What is empire, and how does it work? In recent decades, scholars inspired by the cultural turn and postcolonial theory have understood empire through the discursive interactions between colony and metropole. They have focused on identity, ideology, and epistemology. But empire is not only discourse, it has a physical dimension as well. The scholars on this panel argue for the importance of materiality—from bituminous road surfaces to aluminum cooking pots—in understanding empire, in its various forms, in the twentieth century.

The material culture that this panel highlights has to do particularly with infrastructure. Empire is not just a system of meanings but a configuration of the world, a mode of connecting distant places to each other, whether by ports and roads or by a shared material culture. Andrew Denning’s paper considers the tacit politics of road-building in Italy’s African empire. Daniel Immerwahr examines international screw thread standards and their role in sustaining the global hegemony of the United States. Emily Lynn Osborn considers how the material culture of scrap aluminum, strewn about the planet by the global military infrastructure of in World War II, developed in subsequent decades in West Africa. Patrick Chung considers how U.S. military logistics in the Vietnam War contributed to the growth of the South Korean economy.

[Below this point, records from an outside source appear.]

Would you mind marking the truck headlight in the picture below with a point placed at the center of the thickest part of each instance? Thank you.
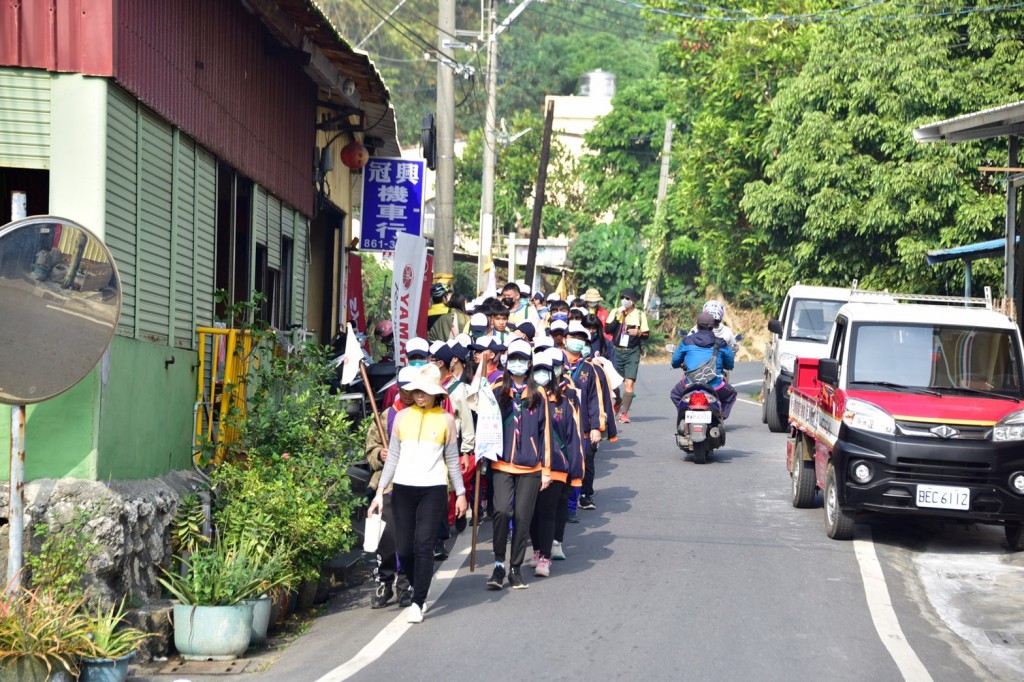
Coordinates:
(787, 361)
(861, 471)
(1010, 427)
(868, 417)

By highlighting the infrastructure of empire, this panel explores the modes and politics of long-distance connections. We examine how infrastructures and goods remapped global space through the creation of newly mobilized spaces, producing a containerized Pacific, a motorized Italian Mediterranean, an industrialized West African artisanal sector, and a deterritorialized empire of screws. In the process, infrastructures and material goods created new nodes of power and curtailed the influence of old ones. In short, this panel shows how the politics, culture, social relations, and economics of empire and globalization intertwine in the circulation of the invisible things of everyday life.